I’ve asked before, too, and offered to buy. I’ve often gotten 1) blank, confused stares or 2) refusal. In the case of refusal, I didn’t take anything. Just taking is sometimes a lot easier.
I’m a very naughty person in this way. I know it costs the restaurant, but I am somehow able to just tell myself “oh, they won’t even miss it, they must break them all the time anyway.”
A few years ago, my favorite college bar introduced glasses with their logo on them. I have more than half a dozen friends who have swiped glasses since. I don’t know how they can afford to keep replenishing at the rate they seem to be losing.
What a sweet story and you’re a vandal! A common criminal! A petty thief! I love it. I have stolen many a ridiculous thing in my day and I have gotten busted almost. every. single. time.
I’ve worked at Belgian beer cafes her in Sydney and both places have costs built in specifically because people nick the glasses. I’ve also been at tables where girls had their bags packed by their boyfriends *with* the glasses. I think some places now make you pay a glass deposit to try and offset the costs or at least partially prevent the pinching.
You wouldn’t believe how often it happens.
And that mug is awesome.
I love this. While out to eat, one of my dad’s signature moves was to shove something from our table into my mom’s purse. One time he put a maple syrup container in there. Let’s just say she wasn’t happy about that. Another time he put 4 steak knives up the sleeve of his shirt – they all fell out as we walked (ran) out of the restaurant.
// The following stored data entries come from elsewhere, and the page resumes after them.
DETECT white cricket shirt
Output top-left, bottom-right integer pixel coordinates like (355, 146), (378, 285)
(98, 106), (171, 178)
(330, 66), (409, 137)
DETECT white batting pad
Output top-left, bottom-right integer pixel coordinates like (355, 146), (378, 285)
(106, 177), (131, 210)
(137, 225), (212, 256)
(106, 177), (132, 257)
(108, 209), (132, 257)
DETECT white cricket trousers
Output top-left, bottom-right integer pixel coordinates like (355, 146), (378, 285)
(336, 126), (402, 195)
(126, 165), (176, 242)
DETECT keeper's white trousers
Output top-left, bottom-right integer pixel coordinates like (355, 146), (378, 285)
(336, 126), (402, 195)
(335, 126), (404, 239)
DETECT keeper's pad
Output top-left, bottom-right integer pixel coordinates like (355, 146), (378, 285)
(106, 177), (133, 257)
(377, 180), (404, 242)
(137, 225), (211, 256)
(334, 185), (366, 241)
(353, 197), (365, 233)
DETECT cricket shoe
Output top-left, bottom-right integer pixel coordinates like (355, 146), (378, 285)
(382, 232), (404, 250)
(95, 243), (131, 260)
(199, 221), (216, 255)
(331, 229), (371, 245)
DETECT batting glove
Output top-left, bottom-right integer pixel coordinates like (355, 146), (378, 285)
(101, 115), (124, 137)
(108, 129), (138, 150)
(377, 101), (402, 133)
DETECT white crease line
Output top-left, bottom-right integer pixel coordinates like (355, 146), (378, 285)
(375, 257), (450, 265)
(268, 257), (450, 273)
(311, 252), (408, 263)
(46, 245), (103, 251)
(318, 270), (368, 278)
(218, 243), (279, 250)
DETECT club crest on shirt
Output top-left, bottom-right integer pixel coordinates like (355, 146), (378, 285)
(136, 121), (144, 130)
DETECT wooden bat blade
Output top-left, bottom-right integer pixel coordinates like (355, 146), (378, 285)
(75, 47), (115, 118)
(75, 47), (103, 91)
he passed away in October. Each time I go out to eat, I take a little something for him.
Ohhh! What a great little anecdote about your dad.
That mug is so awesome! I read this post at work when you wrote it and made a mental note to comment, which I obviously failed to do then, so here I am now. I had a total glassware kleptomania phase during my year abroad (as so many Americans do) — the only nabbing I’ve done stateside is of dishes from waffle house (two hashbrown plates, a coffee mug and a grits bowl. I still need another bowl so I can let my kitty eat out of matching WaHo dishware).
Anyway, I have a delightful collection of beer glasses from Germany, Ireland and Scotland. One of my friends got caught trying to lift a Mass mug from the Hofbrauhaus in Munich, and I, right behind him with two in my purse, used that diversion to get out undetected. Muha! Most of the time in Germany there was a deposit built into the cost, which made me feel less bad, and while I stole the mug I had a Oktoberfest, it broke in transit back from Germany (karma?) and I eventually bought the replacement. Most of my contraband glassware is still at my parents’ house, which is a real shame because it’s totally awesome.
I wish I had mugs from my childhood! Oh man, I need to go back in time and recommend a young me to start stealing. I did have one treasured ‘boot cup’ which was a cowboy boot and me and my old roommates would fight over who got to drink out of it. I wonder who has it now, I hope it has a good home.